To help talk about these things I’m mostly going to use as an example a photo taken on a smart phone – a Samsung Galaxy S7. This has one of the best cameras around … for a smart phone. You will likely be startled by the differences between the RAW and JPEG format photos it produces. As we’ll see, the differences are less stark with standalone digital cameras. The better the camera, the smaller the difference.

Two sets of processing

There are two principal differences between JPEG and RAW photos. The latter is what you might call the raw material used by the processing in the camera to create the JPEG. If you save a RAW image, you are simply plucking the image out of an earlier stage in the picture creation process.

And you’re stopping the “lossy” JPEG compression process.

There are two main sets of image processing that go on inside your digital camera/phone camera. The first set is concerned with simply getting the raw image data in the first place. The output from the image sensor has to be adjusted so that it accurately tracks the brightness to darkness scales for each colour. That becomes the raw material. And if your device supports RAW photography, then that’s probably what will be saved.

But almost all photos then go through additional digital processing which is designed to improve the image. This involves things like tweaking the colour and contrast levels and enhancing picture detail. The better the basic optics and sensor, the less of this kind of processing that is required.

Finally, the image is compressed using JPEG. How much compression is a design decision. Too much can lead to visible compression artefacts. Too little can result in excessively large file sizes. It is, after all, to reduce the size of the files that JPEG compression is used at all.
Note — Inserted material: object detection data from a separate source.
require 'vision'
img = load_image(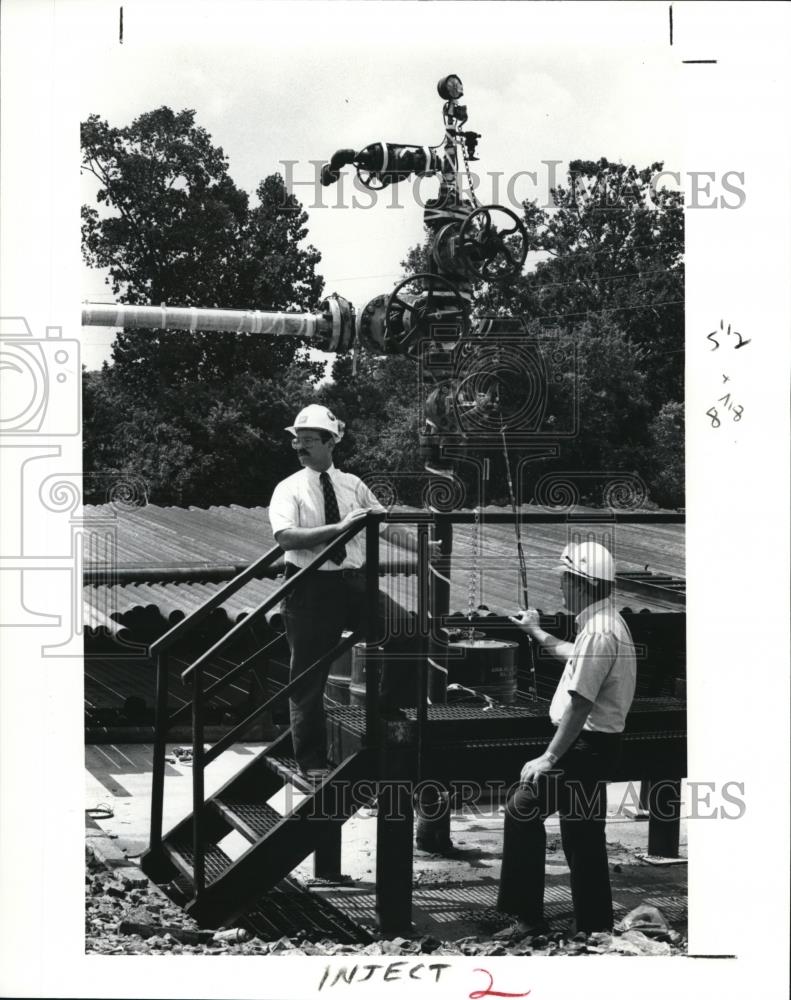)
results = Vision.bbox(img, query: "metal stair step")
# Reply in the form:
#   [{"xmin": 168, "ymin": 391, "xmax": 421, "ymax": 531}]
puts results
[
  {"xmin": 263, "ymin": 753, "xmax": 332, "ymax": 794},
  {"xmin": 162, "ymin": 828, "xmax": 232, "ymax": 884},
  {"xmin": 212, "ymin": 791, "xmax": 284, "ymax": 843}
]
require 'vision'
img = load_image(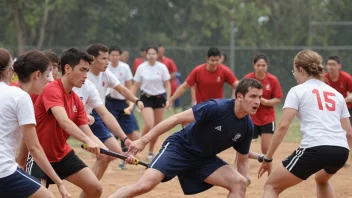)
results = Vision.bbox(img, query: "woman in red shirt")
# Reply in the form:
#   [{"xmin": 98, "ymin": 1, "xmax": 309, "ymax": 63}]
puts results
[{"xmin": 244, "ymin": 53, "xmax": 283, "ymax": 154}]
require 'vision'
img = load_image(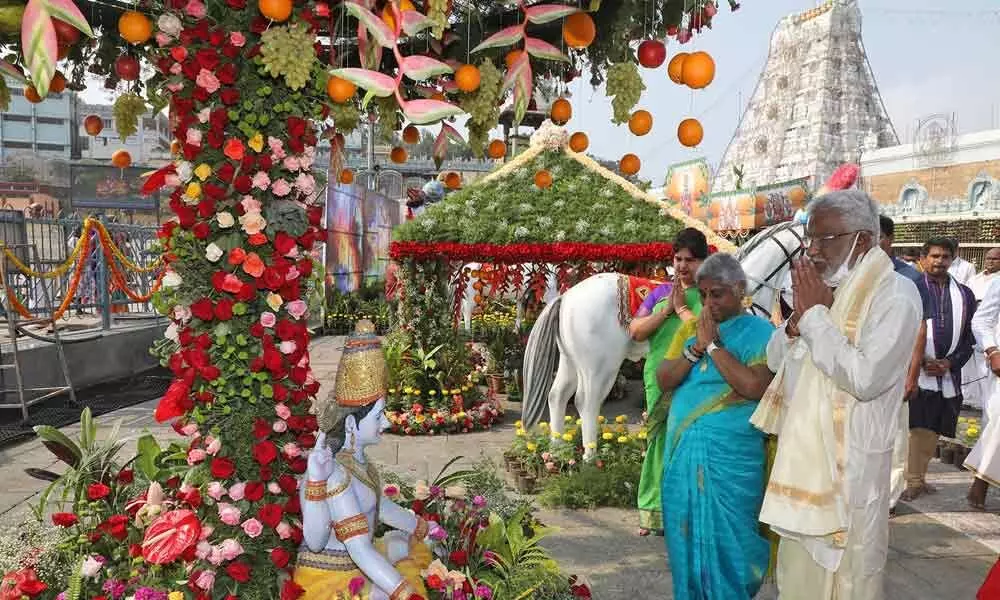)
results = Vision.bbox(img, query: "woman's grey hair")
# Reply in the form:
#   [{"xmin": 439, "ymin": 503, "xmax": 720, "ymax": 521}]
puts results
[
  {"xmin": 694, "ymin": 252, "xmax": 747, "ymax": 289},
  {"xmin": 809, "ymin": 190, "xmax": 880, "ymax": 242}
]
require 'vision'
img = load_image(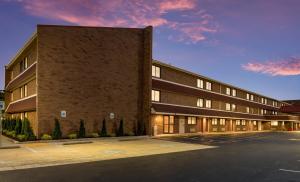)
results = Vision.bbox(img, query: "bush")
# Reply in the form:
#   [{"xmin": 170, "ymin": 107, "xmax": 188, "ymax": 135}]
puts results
[
  {"xmin": 78, "ymin": 119, "xmax": 85, "ymax": 138},
  {"xmin": 117, "ymin": 119, "xmax": 124, "ymax": 136},
  {"xmin": 52, "ymin": 118, "xmax": 62, "ymax": 140},
  {"xmin": 68, "ymin": 133, "xmax": 77, "ymax": 139},
  {"xmin": 100, "ymin": 119, "xmax": 107, "ymax": 137},
  {"xmin": 17, "ymin": 134, "xmax": 26, "ymax": 142},
  {"xmin": 41, "ymin": 134, "xmax": 52, "ymax": 140}
]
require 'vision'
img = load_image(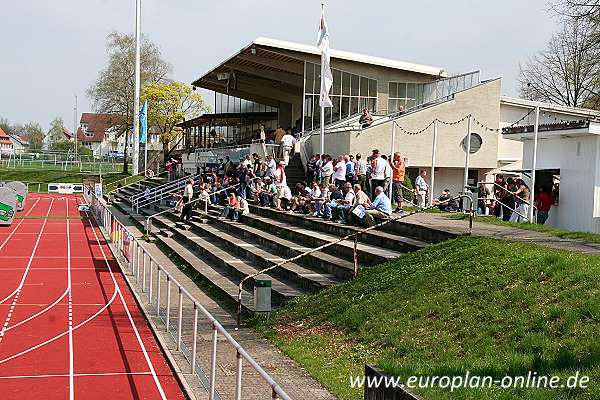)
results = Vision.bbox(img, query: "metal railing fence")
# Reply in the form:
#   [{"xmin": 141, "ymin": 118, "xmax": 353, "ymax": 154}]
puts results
[{"xmin": 90, "ymin": 195, "xmax": 291, "ymax": 400}]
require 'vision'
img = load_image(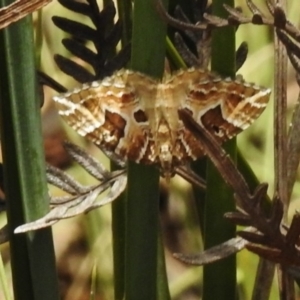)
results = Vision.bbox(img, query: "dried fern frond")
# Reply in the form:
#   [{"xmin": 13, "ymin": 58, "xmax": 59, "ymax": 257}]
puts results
[
  {"xmin": 52, "ymin": 0, "xmax": 130, "ymax": 83},
  {"xmin": 15, "ymin": 142, "xmax": 127, "ymax": 233}
]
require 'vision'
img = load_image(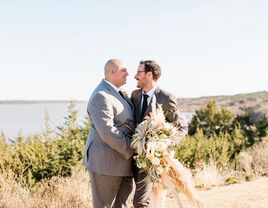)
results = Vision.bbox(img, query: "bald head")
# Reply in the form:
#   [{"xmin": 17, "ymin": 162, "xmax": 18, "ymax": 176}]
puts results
[
  {"xmin": 104, "ymin": 59, "xmax": 128, "ymax": 87},
  {"xmin": 104, "ymin": 59, "xmax": 124, "ymax": 80}
]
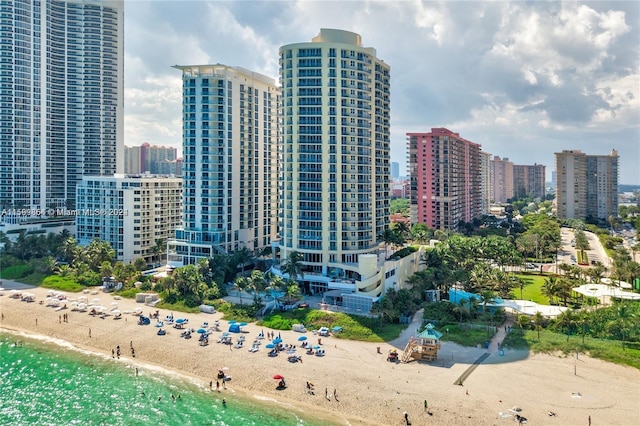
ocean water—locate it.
[0,333,327,426]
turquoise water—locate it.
[0,333,326,426]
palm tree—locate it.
[453,299,468,325]
[233,277,251,306]
[265,275,287,303]
[44,256,60,274]
[541,275,558,305]
[516,315,531,335]
[533,311,546,342]
[287,284,302,301]
[480,290,496,314]
[282,251,304,281]
[233,247,251,277]
[151,238,167,263]
[587,261,607,283]
[379,228,397,259]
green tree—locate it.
[532,311,546,342]
[516,315,531,334]
[409,223,433,244]
[540,275,560,305]
[282,251,304,281]
[233,277,251,306]
[133,257,147,272]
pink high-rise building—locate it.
[407,128,482,230]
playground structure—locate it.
[401,323,442,362]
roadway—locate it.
[549,227,611,273]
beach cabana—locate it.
[402,323,442,362]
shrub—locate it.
[140,281,153,291]
[2,265,34,280]
[42,275,84,293]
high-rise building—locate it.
[480,151,493,214]
[276,28,390,306]
[555,150,619,220]
[124,142,178,175]
[169,64,280,265]
[513,164,547,199]
[407,128,483,230]
[391,161,400,179]
[491,156,514,203]
[75,175,182,263]
[0,0,124,215]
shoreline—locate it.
[0,287,640,425]
[0,325,353,424]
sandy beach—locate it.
[0,282,640,426]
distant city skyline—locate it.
[125,1,640,184]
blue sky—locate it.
[125,0,640,184]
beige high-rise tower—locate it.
[555,149,619,220]
[278,28,390,309]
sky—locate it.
[124,0,640,184]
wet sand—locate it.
[0,288,640,426]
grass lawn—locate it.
[503,329,640,369]
[512,274,549,305]
[440,324,493,346]
[14,272,49,286]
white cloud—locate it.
[125,0,640,183]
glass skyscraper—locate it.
[0,0,124,212]
[168,64,280,266]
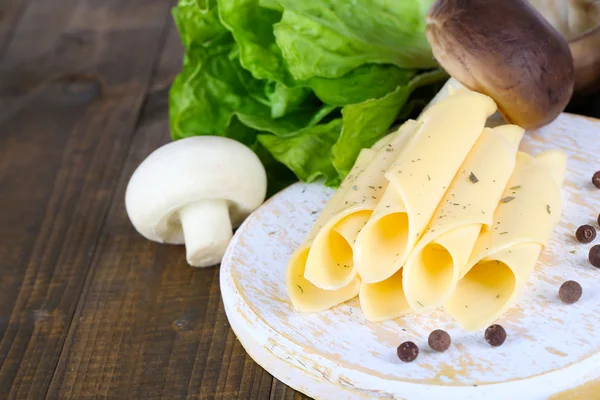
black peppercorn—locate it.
[428,329,452,352]
[588,244,600,268]
[592,171,600,189]
[485,325,506,347]
[396,342,419,362]
[558,281,583,304]
[575,225,596,243]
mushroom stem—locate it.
[179,199,233,267]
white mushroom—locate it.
[125,136,267,267]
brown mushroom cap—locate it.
[427,0,574,129]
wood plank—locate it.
[0,0,30,61]
[49,18,272,399]
[0,0,176,398]
[49,13,308,399]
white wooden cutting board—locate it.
[221,114,600,400]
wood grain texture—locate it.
[0,0,30,62]
[0,0,600,400]
[0,0,178,399]
[42,13,308,399]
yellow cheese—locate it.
[403,125,524,311]
[445,151,566,331]
[354,92,496,283]
[286,130,404,312]
[358,270,412,322]
[304,121,418,290]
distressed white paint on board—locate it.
[221,114,600,399]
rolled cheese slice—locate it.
[286,131,404,312]
[402,125,524,311]
[354,92,496,283]
[304,120,418,290]
[444,150,566,331]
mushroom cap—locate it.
[427,0,574,129]
[125,136,267,244]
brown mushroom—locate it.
[427,0,574,129]
[529,0,600,102]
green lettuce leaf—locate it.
[172,0,227,49]
[309,64,417,106]
[258,119,342,186]
[218,0,294,85]
[331,70,448,178]
[275,0,435,80]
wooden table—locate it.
[0,0,600,399]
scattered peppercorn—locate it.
[485,324,506,347]
[588,244,600,268]
[575,225,596,243]
[428,329,452,352]
[558,281,583,304]
[592,171,600,189]
[396,342,419,362]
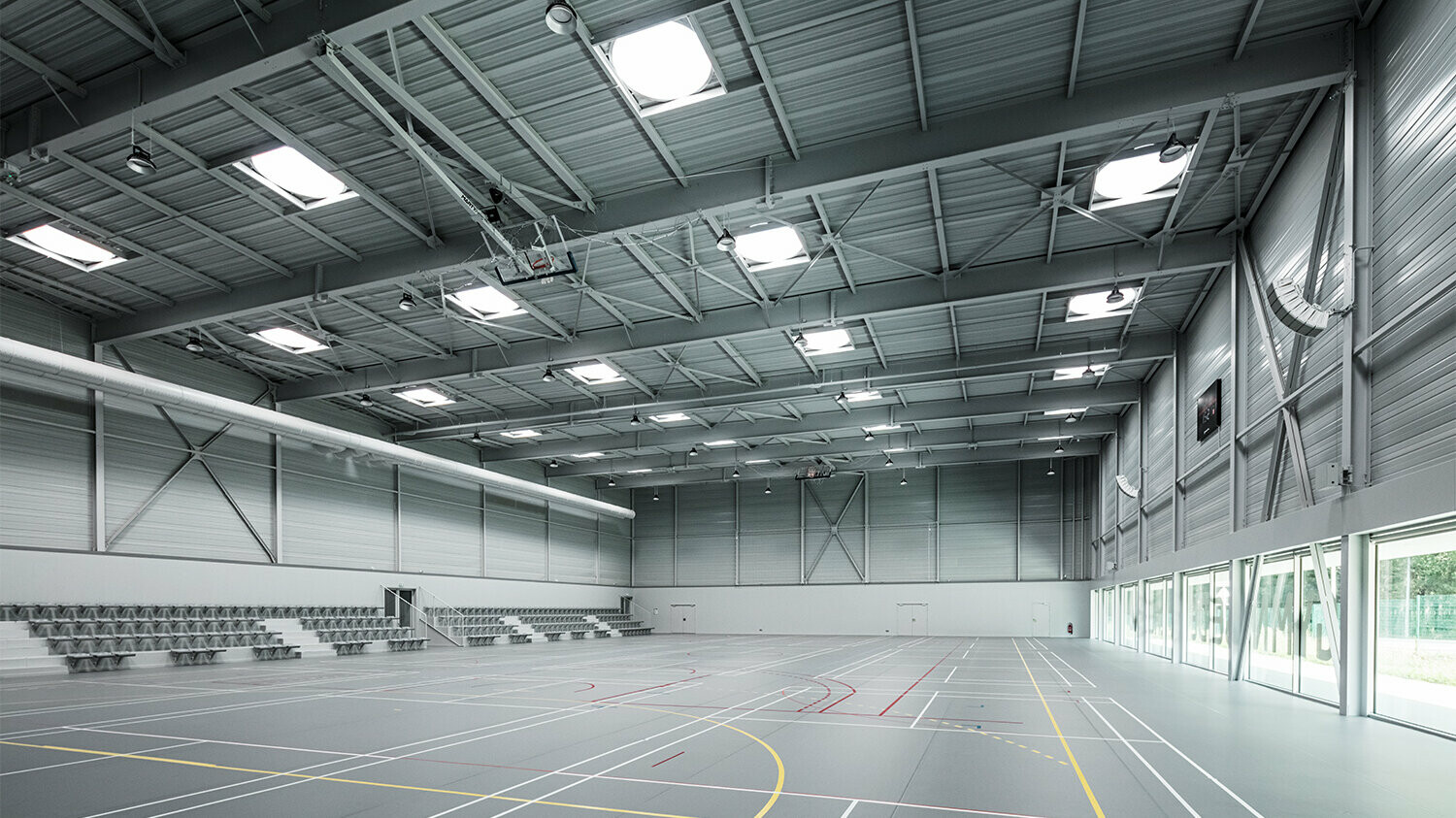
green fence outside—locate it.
[1377,594,1456,640]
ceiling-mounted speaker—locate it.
[1269,278,1334,337]
[1117,474,1138,500]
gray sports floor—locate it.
[0,637,1456,818]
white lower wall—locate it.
[632,582,1092,638]
[0,549,629,608]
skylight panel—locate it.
[233,146,358,210]
[608,20,713,104]
[8,224,127,273]
[1092,146,1193,210]
[1051,364,1109,380]
[734,223,809,271]
[248,326,329,355]
[1068,287,1143,322]
[446,285,526,319]
[795,329,855,355]
[567,364,625,386]
[395,386,454,409]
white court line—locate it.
[1111,699,1264,818]
[1082,699,1202,818]
[910,690,941,730]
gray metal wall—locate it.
[0,291,631,585]
[632,459,1097,587]
[1098,0,1456,575]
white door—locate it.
[669,605,698,634]
[896,603,931,637]
[1031,603,1051,637]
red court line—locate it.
[879,639,964,716]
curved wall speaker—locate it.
[1269,278,1334,337]
[1117,474,1138,500]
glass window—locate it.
[1143,576,1174,660]
[1120,582,1138,649]
[1373,529,1456,734]
[1248,556,1299,690]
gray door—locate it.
[896,603,931,637]
[669,605,698,634]
[1031,603,1051,637]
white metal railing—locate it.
[381,585,465,648]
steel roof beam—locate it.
[472,383,1139,460]
[271,235,1232,401]
[552,415,1117,477]
[597,442,1100,491]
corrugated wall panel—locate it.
[399,468,485,576]
[1371,0,1456,482]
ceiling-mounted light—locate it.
[1158,131,1188,165]
[546,0,577,34]
[127,143,157,177]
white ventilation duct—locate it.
[1117,474,1138,500]
[0,338,637,520]
[1269,278,1334,337]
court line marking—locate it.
[0,741,693,818]
[1082,699,1202,818]
[1010,639,1107,818]
[910,690,941,730]
[1109,699,1264,818]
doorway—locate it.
[896,603,931,637]
[1031,603,1051,637]
[669,605,698,634]
[384,588,415,628]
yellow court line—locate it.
[0,739,696,818]
[1010,639,1107,818]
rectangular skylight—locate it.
[395,386,454,409]
[6,224,127,273]
[567,364,623,386]
[248,326,328,355]
[446,285,526,319]
[800,329,855,357]
[1051,364,1109,380]
[1068,287,1143,322]
[233,146,358,210]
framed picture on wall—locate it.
[1199,378,1223,442]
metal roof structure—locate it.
[0,0,1356,486]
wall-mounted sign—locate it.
[1199,378,1223,442]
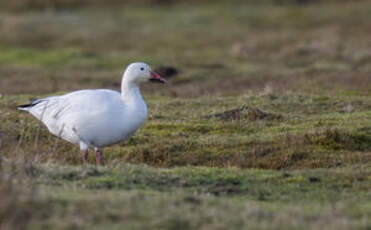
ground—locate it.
[0,1,371,230]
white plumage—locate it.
[18,63,164,164]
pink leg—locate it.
[95,148,104,165]
[81,149,89,164]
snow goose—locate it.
[18,62,165,164]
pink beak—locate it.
[149,71,166,83]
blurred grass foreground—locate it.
[0,0,371,230]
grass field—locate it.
[0,1,371,230]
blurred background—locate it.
[0,0,371,97]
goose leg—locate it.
[81,149,89,164]
[95,148,104,165]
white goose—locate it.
[18,62,165,164]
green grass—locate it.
[0,0,371,230]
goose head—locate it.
[123,62,165,84]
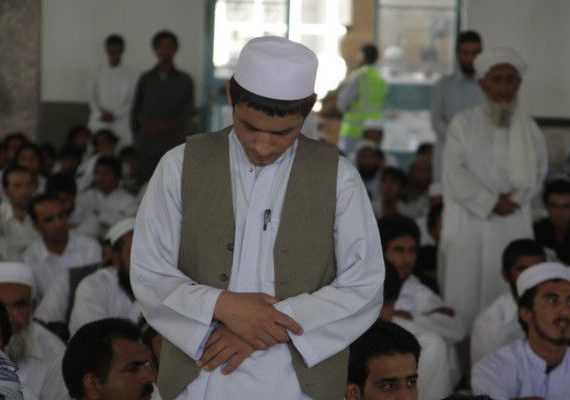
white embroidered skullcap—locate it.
[362,118,384,131]
[0,262,35,290]
[428,182,443,197]
[105,218,135,246]
[474,47,528,78]
[517,262,570,296]
[234,36,318,100]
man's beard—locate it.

Most cameras and phones which support RAW files will actually save two copies of the picture: one in RAW and one processed in the usual way and saved as JPEG. The photo I’m going to use here was 4.08MB in its JPEG form, and 23.8MB in RAW. In practice, JPEG files sizes tend to be all over the place in size because how effective JPEG compression is depends very much upon the content. The photos I on the same day as the example photo range in size from 2.90MB to 5.20MB in JPEG. In RAW they are all 23.8MB. The RAW file consists of the original photo, and possibly some metadata and a small JPEG preview. The Samsung Galaxy S7, for example, embeds a 504 by 376 pixel JPEG preview. This shows up in Windows Explorer, making it easier to manage these pictures because you can see what they are without having to open them in suitable image processing software.